For your home DVDs, you almost certainly don’t have to worry about copy protection. Just rip them into a modern format and keep the output files somewhere safe. You might lose the original menus and bonus tracks (if you made any), but the main video and audio should be rippable just fine.
Re: DVD file formats:
For commercial movies, separate from the copy protection, you wouldn’t want to just copy the DVD files to your computer even if you could. The video and audio codecs used in DVDs are ancient by today’s standards, and you can get the same quality in a much smaller file by re-encoding it to a modern video codec (which is what Handbrake does). But it’s still going to look a lot worse than a modern BluRay rip, or even the same movie streamed online, because DVDs max out at 480p. Modern 4k videos have 24 times the resolution… not 2.4, twenty-four.

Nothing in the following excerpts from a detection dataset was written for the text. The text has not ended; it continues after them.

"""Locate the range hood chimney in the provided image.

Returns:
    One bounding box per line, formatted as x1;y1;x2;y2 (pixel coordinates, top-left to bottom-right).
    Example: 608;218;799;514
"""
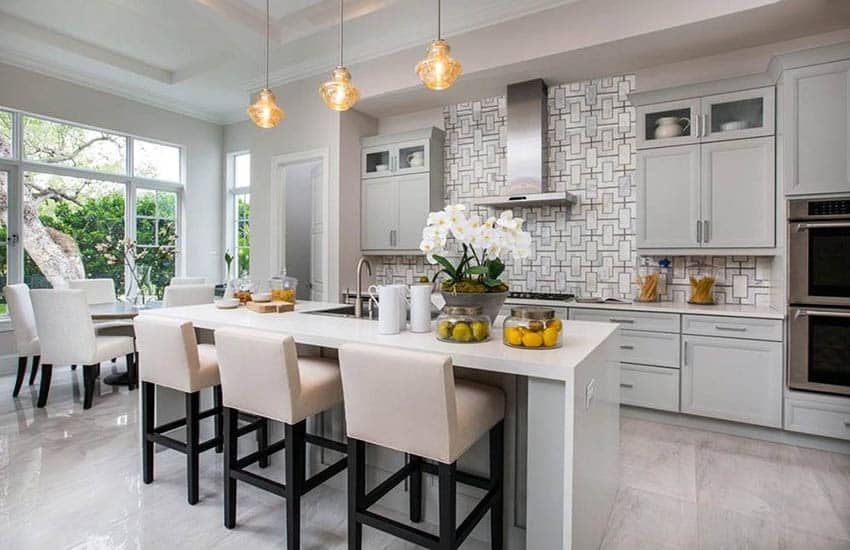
507;79;548;197
477;78;575;208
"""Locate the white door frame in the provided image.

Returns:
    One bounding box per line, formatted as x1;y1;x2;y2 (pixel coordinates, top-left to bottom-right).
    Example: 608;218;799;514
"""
269;147;330;301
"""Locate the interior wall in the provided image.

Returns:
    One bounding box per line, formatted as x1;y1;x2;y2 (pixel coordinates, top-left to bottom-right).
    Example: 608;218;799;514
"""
0;64;224;281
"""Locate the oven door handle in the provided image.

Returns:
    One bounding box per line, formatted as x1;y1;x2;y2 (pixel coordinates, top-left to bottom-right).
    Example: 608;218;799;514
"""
794;222;850;233
794;309;850;321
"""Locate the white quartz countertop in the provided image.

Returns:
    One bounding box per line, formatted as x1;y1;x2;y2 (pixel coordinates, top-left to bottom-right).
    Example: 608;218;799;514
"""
141;302;617;381
505;298;785;319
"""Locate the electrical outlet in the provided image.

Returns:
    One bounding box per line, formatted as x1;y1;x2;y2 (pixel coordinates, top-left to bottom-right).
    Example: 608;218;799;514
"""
584;379;596;411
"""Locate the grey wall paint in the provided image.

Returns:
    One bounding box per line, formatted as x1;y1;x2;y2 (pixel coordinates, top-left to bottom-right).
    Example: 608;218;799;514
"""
368;75;772;305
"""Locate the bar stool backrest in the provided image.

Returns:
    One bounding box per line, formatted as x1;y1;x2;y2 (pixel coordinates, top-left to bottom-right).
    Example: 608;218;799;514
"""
339;344;458;461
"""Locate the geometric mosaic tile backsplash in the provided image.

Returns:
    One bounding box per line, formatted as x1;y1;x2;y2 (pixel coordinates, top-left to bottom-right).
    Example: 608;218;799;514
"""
372;75;772;305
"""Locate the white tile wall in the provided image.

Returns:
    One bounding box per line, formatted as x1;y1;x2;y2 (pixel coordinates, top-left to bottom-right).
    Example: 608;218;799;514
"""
374;75;771;304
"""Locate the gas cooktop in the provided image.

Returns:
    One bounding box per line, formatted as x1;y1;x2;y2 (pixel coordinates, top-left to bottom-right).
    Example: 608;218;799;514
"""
508;292;575;302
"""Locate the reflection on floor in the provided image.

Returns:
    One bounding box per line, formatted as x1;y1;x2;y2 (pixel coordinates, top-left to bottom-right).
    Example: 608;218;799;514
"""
0;360;850;550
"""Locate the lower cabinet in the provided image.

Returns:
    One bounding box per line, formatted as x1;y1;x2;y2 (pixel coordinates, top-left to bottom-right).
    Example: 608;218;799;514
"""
620;363;679;412
681;335;784;428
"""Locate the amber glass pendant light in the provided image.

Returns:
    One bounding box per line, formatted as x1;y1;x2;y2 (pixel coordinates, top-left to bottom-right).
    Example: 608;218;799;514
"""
248;0;284;128
319;0;360;111
416;0;463;90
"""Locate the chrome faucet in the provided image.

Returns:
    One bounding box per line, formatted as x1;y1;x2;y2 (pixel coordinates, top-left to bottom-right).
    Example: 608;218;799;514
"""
354;256;372;319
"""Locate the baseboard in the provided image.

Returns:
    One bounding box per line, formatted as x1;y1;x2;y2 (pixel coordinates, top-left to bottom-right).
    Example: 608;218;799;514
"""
620;405;850;455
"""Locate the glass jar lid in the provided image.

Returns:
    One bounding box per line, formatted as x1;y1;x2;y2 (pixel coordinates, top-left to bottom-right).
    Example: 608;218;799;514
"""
443;306;483;317
511;306;555;321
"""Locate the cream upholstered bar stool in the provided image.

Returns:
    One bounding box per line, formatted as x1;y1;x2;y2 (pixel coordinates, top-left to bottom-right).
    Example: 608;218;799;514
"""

But again, this doesn’t matter for home videos, since that’s (presumably) the only source you have – there is no 4k version to rip from. Thankfully, modern upscalers are pretty good, and even if you play back a low-resolution DVD rip, the right software (like VLC) can make the final output look even better than the DVD original thanks to modern upsampling and de-interlacing techniques.
Re: cables & connections
There is no reason to tinker with TOSlink, DVI, or any other cable aside from the USB connection from your DVD-ROM drive to your computer. Those other outputs, while “digital”, are used only for regular real-time playback (i.e. to a home audio system or TV), not when you’re reading the DVD disc directly on a computer. If you try to record the playback stream, you have to do so in real-time… that would take forever. There’s no advantage to that when you can just read the files directly off the disc much quicker.
When you rip from the disc to a computer directly, it is just reading the binary data directly off the DVD and this can happen 10-20 times quicker than real-time playback, depending on how fast your computer is. Probably the bottleneck will be your processor or graphics card, used in re-encoding the video, rather than your DVD drive speed.